Human Rights, wrongs and rationalizations at the UN


See the John Metzler archive

By John Metzler
SPECIAL TO WORLD TRIBUNE.COM

Friday, March 17, 2006

UNITED NATIONS — In what was triumphantly heralded as a historic moment, the General Assembly overwhelmingly approved a new Human Rights Council to replace the old and discredited Human Rights Commission. The King is dead, Long Live the King!? Most appropriately the vote taken on the ides of March, was not so much a stab in the back to the U.S. but a ludicrously lopsided tally with 170 countries in favor and the U.S., Israel, the Marshall Islands and Palau against.

General Assembly President Jan Eliasson of Sweden who led the often contentious negotiations on the issue, called the session a “decisive moment” not only for human rights but for the UN as a whole. Yet America’s UN Ambassador John Bolton was not impressed advising that the new Council “was not sufficiently improved over the Commission.”

So what’s the story? Establishing the newfangled Human Rights Council was one of those trumpeted reforms passed to celebrate the UN’s 60th anniversary last year. The challenge was to replace the Geneva-based 53 member forum with a more “workable” 47 member body still set to hold court on the pleasant shores of Lake Geneva. Rather than its annual six week session, the Council will meet three times totaling at least ten weeks.

Washington and anybody else who bothered to notice saw the former commission increasingly hijacked by many of the human rights offenders it was supposed to watch—Sudan, Zimbabwe, etc. In a particularly cute touch a few years a back, a Libyan was elevated to chair the commission while the USA was voted off the body.

Mind you the old commission did bring some pressures on places like Cuba and China, but was usually thwarted in the end by the simple arithmetic of the UN membership itself—the majority of the UN’s 191 member states could care less about the U.S. commitment to global human rights and are not made up of nice guys from Canada, Costa Rica and the Czech Republic.

The new forum apparently has tougher membership rules and higher standards but don’t raise your spirits and presume that the likes of a Sudan or a Zimbabwe won’t get on board when the General Assembly meets in early May to elect membership and the Council goes into session in June.

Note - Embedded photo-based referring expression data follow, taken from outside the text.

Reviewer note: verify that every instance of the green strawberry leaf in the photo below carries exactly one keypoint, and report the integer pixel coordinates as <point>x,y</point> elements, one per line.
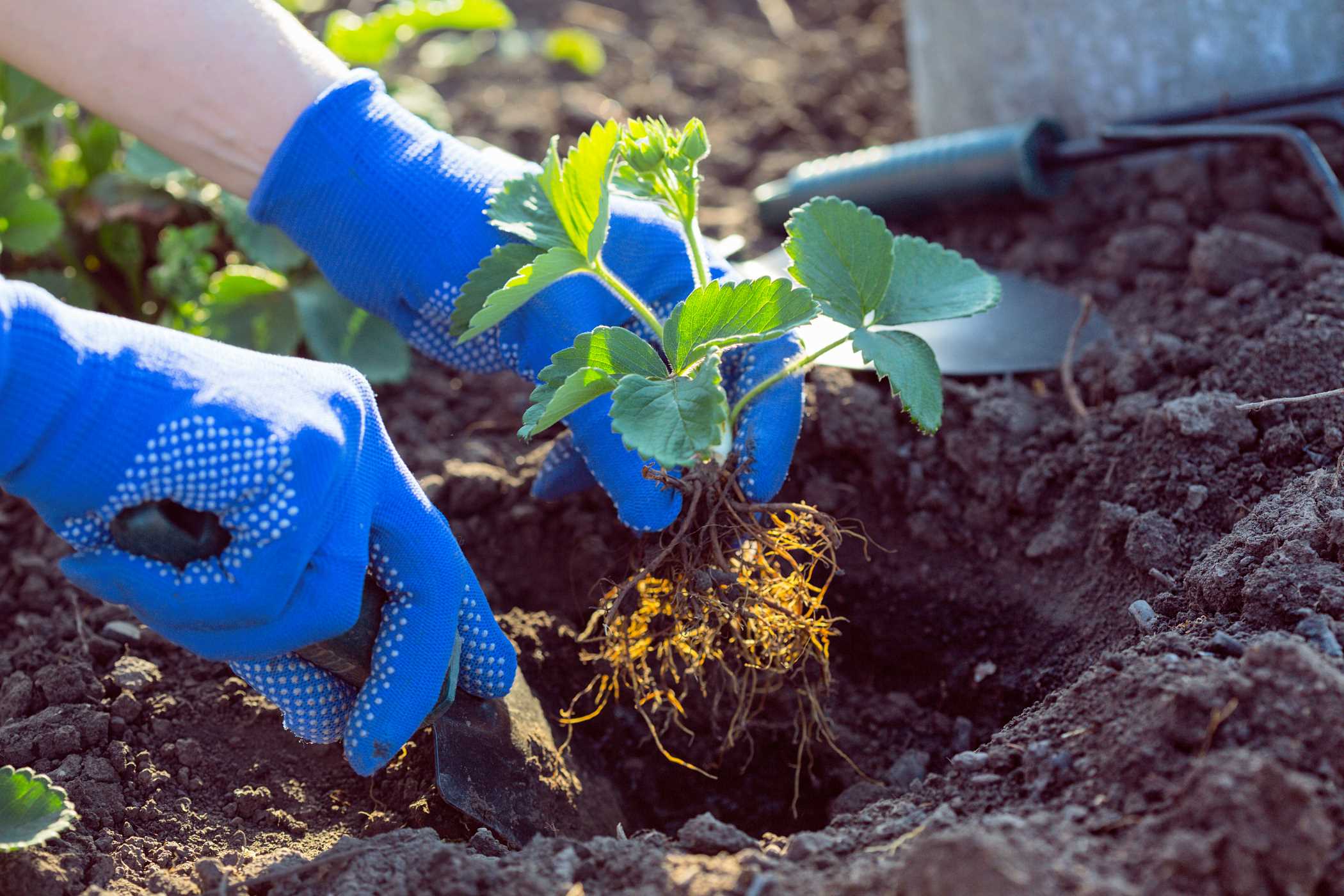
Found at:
<point>580,187</point>
<point>249,307</point>
<point>495,270</point>
<point>608,349</point>
<point>932,284</point>
<point>530,280</point>
<point>33,810</point>
<point>99,141</point>
<point>579,47</point>
<point>29,222</point>
<point>910,369</point>
<point>673,421</point>
<point>378,36</point>
<point>338,331</point>
<point>522,209</point>
<point>184,265</point>
<point>579,388</point>
<point>843,253</point>
<point>151,167</point>
<point>30,225</point>
<point>719,314</point>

“Members of the Council would be elected by the majority of the members of the General Assembly. Each candidate would be voted on individually and directly and would have to obtain at least ninety-six votes of support in a secret ballot,” Eliasson stated.

Mind you given the political make up of the Assembly, the answer should be obvious

Chastising the Islamic thugocray running Sudan for its widely condemned human rights abuses in Darfur would seemingly be a slam dunk for what is euphemistically called the world community. The brutal violence which has killed tens of thousands and displaced a minimum of two million people, has churned on for years. The world wrings its hands, and takes band-aid measures to help the victims, but is yet to effectively confront the Khartoum regime and stop the violence. It’s not that Sudan has a gaggle of Gucci-attired K Street lobbyists or even many left wing apologists, or their oil wealth, but because with the nearly notable exception of Israel, concern for human rights is viewed as really meddling in the internal affairs of a particular country.

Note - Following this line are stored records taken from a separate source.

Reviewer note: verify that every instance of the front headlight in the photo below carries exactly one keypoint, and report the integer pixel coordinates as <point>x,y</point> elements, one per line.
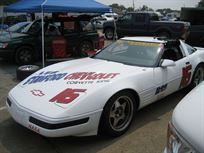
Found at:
<point>3,45</point>
<point>175,143</point>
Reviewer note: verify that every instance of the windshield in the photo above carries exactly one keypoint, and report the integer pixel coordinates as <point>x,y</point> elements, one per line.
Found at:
<point>131,52</point>
<point>32,28</point>
<point>17,27</point>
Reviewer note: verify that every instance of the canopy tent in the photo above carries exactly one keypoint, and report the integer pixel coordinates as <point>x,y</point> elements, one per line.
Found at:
<point>50,6</point>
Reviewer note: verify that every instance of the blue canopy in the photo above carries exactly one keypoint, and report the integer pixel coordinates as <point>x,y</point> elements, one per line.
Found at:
<point>80,6</point>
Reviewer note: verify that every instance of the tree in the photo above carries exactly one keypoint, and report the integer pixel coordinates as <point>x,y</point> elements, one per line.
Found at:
<point>201,3</point>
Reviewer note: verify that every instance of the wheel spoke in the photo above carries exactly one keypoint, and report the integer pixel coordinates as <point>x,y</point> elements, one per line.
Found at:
<point>115,122</point>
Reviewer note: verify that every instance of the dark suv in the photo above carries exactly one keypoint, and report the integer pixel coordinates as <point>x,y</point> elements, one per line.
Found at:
<point>64,37</point>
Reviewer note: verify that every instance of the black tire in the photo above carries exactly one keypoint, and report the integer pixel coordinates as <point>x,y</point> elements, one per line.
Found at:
<point>84,47</point>
<point>164,34</point>
<point>198,76</point>
<point>24,55</point>
<point>118,114</point>
<point>109,33</point>
<point>24,71</point>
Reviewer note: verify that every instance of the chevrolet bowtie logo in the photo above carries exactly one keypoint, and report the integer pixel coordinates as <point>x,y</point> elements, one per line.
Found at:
<point>37,92</point>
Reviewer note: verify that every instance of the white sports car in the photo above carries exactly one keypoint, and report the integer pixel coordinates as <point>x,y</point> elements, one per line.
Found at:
<point>102,93</point>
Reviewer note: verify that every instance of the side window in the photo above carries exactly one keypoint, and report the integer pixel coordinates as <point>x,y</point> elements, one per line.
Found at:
<point>53,29</point>
<point>69,27</point>
<point>140,18</point>
<point>173,53</point>
<point>126,18</point>
<point>154,17</point>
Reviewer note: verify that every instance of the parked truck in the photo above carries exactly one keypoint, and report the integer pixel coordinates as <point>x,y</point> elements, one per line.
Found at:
<point>144,24</point>
<point>196,18</point>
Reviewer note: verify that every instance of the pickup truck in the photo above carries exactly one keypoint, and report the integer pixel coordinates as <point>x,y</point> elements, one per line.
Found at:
<point>144,24</point>
<point>64,37</point>
<point>196,33</point>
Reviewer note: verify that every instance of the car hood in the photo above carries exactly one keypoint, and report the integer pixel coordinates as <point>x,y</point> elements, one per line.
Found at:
<point>188,118</point>
<point>6,36</point>
<point>47,89</point>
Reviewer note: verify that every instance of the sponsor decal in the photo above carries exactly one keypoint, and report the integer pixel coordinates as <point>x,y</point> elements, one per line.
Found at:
<point>34,128</point>
<point>45,77</point>
<point>139,43</point>
<point>37,92</point>
<point>67,96</point>
<point>90,76</point>
<point>161,89</point>
<point>186,75</point>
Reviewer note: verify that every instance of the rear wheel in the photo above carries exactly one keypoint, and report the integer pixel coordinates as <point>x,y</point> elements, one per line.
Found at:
<point>118,114</point>
<point>198,75</point>
<point>24,55</point>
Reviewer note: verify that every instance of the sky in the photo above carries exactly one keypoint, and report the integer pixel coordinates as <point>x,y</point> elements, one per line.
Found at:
<point>155,4</point>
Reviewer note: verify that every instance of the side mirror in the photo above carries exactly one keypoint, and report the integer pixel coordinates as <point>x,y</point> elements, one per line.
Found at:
<point>167,63</point>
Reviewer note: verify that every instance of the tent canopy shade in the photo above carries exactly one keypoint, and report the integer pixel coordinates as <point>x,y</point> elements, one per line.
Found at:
<point>49,6</point>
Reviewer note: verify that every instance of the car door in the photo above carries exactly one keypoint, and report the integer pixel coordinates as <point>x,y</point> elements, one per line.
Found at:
<point>52,33</point>
<point>171,78</point>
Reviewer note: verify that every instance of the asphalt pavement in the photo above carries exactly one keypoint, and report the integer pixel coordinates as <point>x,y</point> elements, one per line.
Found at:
<point>147,133</point>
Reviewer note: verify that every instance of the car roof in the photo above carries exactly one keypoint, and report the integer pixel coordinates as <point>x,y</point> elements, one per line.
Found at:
<point>146,39</point>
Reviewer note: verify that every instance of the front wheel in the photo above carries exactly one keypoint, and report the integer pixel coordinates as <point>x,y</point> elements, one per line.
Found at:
<point>198,76</point>
<point>118,114</point>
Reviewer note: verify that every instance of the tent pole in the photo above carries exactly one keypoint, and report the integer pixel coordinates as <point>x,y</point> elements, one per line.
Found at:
<point>43,41</point>
<point>43,38</point>
<point>2,21</point>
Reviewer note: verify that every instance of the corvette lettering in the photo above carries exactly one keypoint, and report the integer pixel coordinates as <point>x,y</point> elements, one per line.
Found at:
<point>67,96</point>
<point>90,76</point>
<point>45,77</point>
<point>37,92</point>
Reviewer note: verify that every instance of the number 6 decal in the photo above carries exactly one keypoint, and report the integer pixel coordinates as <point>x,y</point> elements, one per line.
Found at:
<point>67,96</point>
<point>186,75</point>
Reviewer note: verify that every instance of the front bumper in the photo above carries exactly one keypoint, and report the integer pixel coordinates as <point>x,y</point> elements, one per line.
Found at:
<point>6,52</point>
<point>83,125</point>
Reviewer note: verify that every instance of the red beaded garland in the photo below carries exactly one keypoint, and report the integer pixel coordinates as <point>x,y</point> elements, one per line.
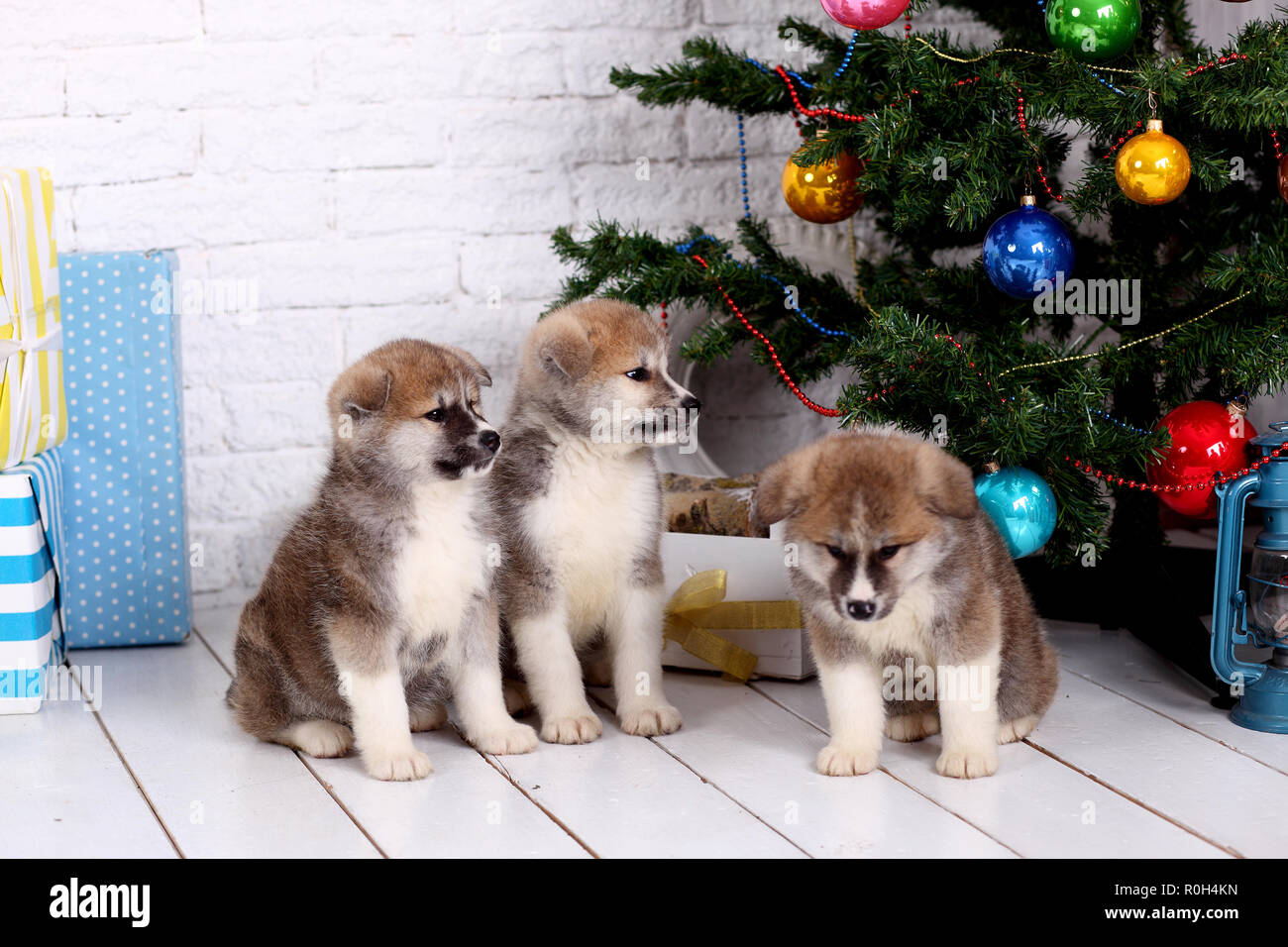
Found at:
<point>1024,128</point>
<point>828,112</point>
<point>773,354</point>
<point>1219,60</point>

Khartoum’s delegate commenting on the newly established Council scoffed, “The Sudan did not need any lessons on human rights from the United States.” (sic)

In a separate development, the Bush Administration will redouble its efforts to promote democracy as the heart of U.S. foreign policy (hopefully with better effect than Jimmy Carter’s ill fated blunders).

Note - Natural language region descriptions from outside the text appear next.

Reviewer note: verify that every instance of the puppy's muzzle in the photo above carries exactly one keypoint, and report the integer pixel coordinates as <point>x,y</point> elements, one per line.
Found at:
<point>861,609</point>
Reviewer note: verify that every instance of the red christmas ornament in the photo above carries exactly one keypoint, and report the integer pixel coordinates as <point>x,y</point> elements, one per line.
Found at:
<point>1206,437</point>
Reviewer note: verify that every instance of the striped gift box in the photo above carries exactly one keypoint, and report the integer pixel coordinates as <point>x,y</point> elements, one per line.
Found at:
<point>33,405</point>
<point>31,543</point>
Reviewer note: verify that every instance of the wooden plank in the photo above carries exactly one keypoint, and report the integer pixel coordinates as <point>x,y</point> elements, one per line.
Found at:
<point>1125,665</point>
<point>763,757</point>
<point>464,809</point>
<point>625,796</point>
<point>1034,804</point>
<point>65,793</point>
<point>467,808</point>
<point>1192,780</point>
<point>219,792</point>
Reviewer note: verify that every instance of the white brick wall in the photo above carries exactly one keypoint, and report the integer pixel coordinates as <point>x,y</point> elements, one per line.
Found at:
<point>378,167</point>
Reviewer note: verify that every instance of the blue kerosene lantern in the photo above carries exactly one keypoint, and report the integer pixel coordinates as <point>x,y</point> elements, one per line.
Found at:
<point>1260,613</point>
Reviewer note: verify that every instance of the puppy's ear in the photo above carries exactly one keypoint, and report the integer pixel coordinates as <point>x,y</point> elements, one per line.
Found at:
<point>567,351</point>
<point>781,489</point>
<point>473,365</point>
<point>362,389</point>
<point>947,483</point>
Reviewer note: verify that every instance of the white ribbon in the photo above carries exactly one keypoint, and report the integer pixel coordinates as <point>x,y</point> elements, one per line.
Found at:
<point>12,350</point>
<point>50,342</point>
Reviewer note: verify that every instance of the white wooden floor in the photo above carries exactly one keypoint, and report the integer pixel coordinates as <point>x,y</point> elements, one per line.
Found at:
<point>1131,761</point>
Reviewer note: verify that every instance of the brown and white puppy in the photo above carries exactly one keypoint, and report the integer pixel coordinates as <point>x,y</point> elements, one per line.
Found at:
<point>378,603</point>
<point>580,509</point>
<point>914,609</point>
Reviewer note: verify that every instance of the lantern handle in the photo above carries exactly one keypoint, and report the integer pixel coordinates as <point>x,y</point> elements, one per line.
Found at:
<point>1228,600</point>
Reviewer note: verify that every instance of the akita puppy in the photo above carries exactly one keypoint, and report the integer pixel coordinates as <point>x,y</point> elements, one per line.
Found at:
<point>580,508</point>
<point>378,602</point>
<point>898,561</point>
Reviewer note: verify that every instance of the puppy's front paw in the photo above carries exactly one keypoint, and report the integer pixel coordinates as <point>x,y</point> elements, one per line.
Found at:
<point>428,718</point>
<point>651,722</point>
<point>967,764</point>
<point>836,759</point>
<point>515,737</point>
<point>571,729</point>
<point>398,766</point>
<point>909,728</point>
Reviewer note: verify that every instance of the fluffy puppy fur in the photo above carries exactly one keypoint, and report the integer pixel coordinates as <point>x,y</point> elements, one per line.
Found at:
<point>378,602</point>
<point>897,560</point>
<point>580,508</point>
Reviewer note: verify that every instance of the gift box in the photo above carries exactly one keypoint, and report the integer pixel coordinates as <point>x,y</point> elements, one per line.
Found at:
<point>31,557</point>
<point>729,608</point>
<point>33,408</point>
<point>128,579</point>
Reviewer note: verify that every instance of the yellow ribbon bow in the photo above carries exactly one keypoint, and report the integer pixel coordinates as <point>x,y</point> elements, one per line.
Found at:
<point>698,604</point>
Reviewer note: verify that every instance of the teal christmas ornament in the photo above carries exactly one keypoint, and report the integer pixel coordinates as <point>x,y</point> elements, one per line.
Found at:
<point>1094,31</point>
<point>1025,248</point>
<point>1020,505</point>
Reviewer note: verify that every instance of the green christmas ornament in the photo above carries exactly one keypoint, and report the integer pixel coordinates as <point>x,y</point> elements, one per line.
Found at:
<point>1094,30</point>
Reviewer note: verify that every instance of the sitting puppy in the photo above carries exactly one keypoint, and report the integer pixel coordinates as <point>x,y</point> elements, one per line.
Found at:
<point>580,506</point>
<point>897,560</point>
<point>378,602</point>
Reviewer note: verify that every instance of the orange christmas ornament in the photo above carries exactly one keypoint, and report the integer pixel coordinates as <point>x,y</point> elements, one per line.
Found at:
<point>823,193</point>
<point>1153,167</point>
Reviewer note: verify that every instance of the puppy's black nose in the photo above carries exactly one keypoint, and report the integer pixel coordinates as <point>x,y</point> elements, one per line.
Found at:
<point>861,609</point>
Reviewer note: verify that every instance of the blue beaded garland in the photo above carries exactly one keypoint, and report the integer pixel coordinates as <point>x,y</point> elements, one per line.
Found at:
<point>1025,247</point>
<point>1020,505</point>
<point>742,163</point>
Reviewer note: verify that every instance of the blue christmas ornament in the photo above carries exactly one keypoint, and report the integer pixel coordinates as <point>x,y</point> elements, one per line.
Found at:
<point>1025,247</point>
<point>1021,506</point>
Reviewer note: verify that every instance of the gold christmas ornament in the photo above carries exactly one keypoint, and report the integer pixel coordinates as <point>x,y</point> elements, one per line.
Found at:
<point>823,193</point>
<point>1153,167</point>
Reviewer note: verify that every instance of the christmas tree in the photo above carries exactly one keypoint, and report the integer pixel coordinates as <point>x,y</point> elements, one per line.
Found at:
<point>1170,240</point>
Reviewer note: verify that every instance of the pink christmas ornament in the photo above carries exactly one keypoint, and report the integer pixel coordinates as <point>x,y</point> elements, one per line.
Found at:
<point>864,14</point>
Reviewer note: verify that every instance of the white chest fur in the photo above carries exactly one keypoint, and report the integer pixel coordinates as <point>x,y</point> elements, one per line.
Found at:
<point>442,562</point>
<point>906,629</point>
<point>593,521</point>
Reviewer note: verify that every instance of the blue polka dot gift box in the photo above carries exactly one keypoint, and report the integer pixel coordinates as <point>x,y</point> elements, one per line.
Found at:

So shall the new Council be effective? Ambassador Bolton expressed skepticism saying that “absence assurance of a credible membership….he could not say that the new body would be better than its predecessor.”

The Ambassador added, “The real test would be the quality of membership that emerged on the Council and whether that would include countries like the Sudan, Cuba, Iran, Belarus and Burma to name a few.” Indeed those regimes along with People’s China and Venezuela, richly merit consideration and action as key human rights transgressors.


John J. Metzler is a U.N. correspondent covering diplomatic and defense issues. He writes weekly for World Tribune.com.